Turmeric comes from the root of the Curcuma longa plant and has a tough brown skin and a deep orange flesh. Turmeric has a peppery, warm and bitter flavor and a mild fragrance reminiscent of orange and ginger. It is best known as one of the ingredients used to make curry, however it is also used in mustard and to color butter and cheese.

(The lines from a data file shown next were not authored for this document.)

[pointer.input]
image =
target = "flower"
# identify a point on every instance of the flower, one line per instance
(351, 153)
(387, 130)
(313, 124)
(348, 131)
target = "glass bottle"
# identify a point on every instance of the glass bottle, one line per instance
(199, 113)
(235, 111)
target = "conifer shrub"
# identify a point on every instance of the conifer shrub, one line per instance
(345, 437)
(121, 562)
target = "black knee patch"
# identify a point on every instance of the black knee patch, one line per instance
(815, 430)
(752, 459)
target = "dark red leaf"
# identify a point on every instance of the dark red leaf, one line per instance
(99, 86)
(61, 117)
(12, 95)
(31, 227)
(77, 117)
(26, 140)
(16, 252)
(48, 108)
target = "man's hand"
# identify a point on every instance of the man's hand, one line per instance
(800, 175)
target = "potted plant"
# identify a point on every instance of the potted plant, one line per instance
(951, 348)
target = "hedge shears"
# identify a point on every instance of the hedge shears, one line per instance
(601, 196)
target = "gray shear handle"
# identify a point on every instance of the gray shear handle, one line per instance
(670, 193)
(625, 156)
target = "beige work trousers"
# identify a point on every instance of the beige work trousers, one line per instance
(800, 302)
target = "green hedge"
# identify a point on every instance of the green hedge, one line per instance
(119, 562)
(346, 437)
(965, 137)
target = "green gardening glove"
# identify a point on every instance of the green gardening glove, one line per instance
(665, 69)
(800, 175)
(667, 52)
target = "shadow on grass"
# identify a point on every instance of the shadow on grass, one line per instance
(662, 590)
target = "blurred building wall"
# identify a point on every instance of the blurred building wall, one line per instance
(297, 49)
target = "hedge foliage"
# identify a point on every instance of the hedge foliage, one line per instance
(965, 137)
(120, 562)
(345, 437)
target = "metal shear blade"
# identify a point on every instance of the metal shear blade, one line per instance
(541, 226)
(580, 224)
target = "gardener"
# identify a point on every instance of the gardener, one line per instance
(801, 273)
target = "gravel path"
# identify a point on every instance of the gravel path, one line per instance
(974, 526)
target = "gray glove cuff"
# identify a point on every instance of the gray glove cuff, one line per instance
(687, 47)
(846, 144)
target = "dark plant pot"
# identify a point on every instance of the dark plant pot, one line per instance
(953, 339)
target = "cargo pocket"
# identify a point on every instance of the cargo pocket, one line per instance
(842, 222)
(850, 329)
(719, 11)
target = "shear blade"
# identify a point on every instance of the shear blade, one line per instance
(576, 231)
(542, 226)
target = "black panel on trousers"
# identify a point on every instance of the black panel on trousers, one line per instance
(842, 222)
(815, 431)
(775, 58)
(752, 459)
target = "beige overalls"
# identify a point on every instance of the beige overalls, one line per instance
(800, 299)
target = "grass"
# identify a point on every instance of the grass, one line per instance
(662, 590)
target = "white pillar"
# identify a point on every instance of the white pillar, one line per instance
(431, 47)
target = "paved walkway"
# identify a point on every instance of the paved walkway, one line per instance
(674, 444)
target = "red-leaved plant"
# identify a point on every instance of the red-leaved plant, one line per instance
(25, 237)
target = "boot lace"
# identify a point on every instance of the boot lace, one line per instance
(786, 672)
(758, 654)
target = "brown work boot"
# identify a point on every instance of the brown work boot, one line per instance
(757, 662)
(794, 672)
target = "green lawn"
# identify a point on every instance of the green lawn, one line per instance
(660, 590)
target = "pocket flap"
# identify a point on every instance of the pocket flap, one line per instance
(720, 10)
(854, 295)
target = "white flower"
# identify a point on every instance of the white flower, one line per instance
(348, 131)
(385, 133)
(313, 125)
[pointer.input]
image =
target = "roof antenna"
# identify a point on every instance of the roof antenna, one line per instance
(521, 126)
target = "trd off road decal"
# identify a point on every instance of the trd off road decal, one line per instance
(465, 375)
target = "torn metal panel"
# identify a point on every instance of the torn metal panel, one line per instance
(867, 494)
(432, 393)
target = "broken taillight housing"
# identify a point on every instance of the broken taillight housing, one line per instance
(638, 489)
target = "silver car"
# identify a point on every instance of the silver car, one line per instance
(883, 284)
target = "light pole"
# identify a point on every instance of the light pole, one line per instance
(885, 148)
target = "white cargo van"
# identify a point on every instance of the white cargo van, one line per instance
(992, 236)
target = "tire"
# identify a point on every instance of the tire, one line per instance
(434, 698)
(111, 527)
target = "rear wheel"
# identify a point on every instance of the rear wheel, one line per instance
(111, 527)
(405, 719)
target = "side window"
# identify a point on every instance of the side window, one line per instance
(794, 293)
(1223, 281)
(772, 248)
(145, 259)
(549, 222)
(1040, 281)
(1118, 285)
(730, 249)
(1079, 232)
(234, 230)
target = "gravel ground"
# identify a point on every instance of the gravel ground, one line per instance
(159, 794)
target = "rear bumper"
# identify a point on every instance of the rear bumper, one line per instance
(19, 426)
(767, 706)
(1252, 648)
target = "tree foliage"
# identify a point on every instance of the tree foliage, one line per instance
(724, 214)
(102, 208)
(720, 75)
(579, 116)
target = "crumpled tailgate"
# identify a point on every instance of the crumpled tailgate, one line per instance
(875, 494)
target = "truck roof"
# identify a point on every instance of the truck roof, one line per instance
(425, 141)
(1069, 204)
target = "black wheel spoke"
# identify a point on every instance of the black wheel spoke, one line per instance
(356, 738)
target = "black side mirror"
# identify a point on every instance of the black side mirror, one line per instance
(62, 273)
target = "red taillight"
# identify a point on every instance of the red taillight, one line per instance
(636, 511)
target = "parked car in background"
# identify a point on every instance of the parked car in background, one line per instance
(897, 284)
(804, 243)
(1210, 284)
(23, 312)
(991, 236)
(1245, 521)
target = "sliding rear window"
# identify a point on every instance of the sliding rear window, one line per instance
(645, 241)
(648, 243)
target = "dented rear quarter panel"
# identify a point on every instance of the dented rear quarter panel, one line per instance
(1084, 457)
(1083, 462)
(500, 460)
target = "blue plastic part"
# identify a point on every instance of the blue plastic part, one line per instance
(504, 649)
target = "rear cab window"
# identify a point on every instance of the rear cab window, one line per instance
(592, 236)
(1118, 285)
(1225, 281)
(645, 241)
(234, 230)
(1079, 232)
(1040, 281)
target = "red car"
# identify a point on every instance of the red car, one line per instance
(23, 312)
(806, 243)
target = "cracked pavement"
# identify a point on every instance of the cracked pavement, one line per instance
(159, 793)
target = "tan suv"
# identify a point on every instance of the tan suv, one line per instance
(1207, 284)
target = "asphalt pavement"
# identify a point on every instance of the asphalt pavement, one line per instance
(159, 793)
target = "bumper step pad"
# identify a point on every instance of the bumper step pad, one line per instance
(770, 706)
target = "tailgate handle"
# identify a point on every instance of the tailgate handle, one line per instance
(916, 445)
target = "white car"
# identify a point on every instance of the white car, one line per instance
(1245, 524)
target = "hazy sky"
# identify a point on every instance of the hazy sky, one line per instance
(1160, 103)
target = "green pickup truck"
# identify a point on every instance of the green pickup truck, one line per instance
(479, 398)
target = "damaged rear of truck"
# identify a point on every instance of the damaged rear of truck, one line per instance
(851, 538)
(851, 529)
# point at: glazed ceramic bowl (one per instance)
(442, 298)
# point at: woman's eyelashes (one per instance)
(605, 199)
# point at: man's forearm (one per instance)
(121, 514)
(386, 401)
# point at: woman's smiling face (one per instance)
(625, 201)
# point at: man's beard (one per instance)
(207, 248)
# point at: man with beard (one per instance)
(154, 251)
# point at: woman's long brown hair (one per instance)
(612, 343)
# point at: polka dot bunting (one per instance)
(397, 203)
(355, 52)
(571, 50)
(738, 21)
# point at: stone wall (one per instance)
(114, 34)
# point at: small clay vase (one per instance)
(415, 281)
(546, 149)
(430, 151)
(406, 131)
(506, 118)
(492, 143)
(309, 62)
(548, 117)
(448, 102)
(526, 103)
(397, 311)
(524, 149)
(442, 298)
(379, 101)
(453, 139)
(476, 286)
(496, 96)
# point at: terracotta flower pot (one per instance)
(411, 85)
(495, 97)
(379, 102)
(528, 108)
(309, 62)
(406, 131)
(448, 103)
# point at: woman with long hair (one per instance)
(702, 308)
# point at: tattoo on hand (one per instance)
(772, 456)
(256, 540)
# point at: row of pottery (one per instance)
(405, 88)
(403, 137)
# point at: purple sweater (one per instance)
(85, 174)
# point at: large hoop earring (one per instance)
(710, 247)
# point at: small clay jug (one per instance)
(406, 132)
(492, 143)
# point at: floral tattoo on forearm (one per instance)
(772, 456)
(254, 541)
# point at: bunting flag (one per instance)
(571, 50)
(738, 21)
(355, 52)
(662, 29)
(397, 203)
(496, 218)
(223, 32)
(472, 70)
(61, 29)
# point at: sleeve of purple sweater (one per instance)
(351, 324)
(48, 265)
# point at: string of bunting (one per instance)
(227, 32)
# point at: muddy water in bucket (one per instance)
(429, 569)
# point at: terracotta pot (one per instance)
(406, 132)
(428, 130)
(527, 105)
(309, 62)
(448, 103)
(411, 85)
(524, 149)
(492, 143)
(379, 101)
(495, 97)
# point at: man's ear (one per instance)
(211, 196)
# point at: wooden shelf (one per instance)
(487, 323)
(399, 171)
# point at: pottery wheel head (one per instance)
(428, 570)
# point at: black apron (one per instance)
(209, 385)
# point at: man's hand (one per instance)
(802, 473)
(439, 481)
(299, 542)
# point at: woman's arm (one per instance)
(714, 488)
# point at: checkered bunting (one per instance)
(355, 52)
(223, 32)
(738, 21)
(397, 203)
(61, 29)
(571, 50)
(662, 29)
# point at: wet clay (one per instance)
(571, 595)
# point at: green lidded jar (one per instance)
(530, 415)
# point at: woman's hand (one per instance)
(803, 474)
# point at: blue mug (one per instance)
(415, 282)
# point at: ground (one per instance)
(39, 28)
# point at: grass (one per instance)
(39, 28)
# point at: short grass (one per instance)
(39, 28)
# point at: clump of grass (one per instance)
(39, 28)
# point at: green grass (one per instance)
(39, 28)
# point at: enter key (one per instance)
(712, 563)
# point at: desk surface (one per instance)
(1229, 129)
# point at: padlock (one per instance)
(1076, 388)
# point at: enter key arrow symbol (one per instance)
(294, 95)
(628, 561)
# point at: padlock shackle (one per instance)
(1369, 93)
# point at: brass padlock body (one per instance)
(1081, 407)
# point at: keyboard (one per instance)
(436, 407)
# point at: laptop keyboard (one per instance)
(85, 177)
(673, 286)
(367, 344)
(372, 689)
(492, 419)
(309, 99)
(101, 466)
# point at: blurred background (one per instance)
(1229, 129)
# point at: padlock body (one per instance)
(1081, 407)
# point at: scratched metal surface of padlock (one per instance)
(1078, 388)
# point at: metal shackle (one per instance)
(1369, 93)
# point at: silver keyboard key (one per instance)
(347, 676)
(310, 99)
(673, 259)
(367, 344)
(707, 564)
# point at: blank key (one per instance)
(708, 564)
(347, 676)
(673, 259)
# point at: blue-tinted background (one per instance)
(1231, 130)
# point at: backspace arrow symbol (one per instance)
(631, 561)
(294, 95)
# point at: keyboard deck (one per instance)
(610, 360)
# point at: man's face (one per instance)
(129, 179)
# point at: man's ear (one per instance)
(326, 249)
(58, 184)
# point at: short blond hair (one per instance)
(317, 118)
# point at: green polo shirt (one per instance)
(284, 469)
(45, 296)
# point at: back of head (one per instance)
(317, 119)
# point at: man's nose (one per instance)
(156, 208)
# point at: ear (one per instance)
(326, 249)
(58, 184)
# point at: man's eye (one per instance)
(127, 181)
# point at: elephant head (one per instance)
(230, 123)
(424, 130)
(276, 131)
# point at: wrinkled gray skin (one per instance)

Curcumin, an component of turmeric, lowers the levels of two enzymes in the body that cause inflammation, stops platelets from clumping together to form blood clots, and is a powerful antioxidant. Antioxidants scavenge the body for molecules known as free radicals (which damage cells, tamper with DNA, and can cause cell death) and can fight them, possibly reducing or preventing some of the damage they cause.

Turmeric has been used in ancient Ayurvedic and Chinese medicine as an anti-inflammatory, to treat digestive and liver problems, skin diseases, and wounds. Laboratory studies show that turmeric may help fight infections and some cancers as well. Human studies, which are limited, have proven turmeric to be effective in the treatment of indigestion and inflammation caused by arthritis. According to the American Cancer Society, supporters claim that turmeric stimulates the gallbladder and circulatory systems, reduces cholesterol levels, dissolves blood clots, helps stop external and internal bleeding, and relieves painful menstruation and angina (chest pains that often occur with heart disease). Digestive problems thought to be improved by turmeric include  irritable bowel syndrome, colitis, Crohn’s disease, and illnesses caused by toxins from parasites and bacteria.

Turmeric is available in powdered form as a spice in many grocery stores and can be made into a tea or purchased as a tincture, capsule, or tablet, and is sometimes sold in combination formulas with other herbs. Ointments or pastes can be made from turmeric and applied to the skin.

In general, turmeric in food is considered safe, however consult your physician before beginning a supplement treatment as turmeric may have contraindications for some medications.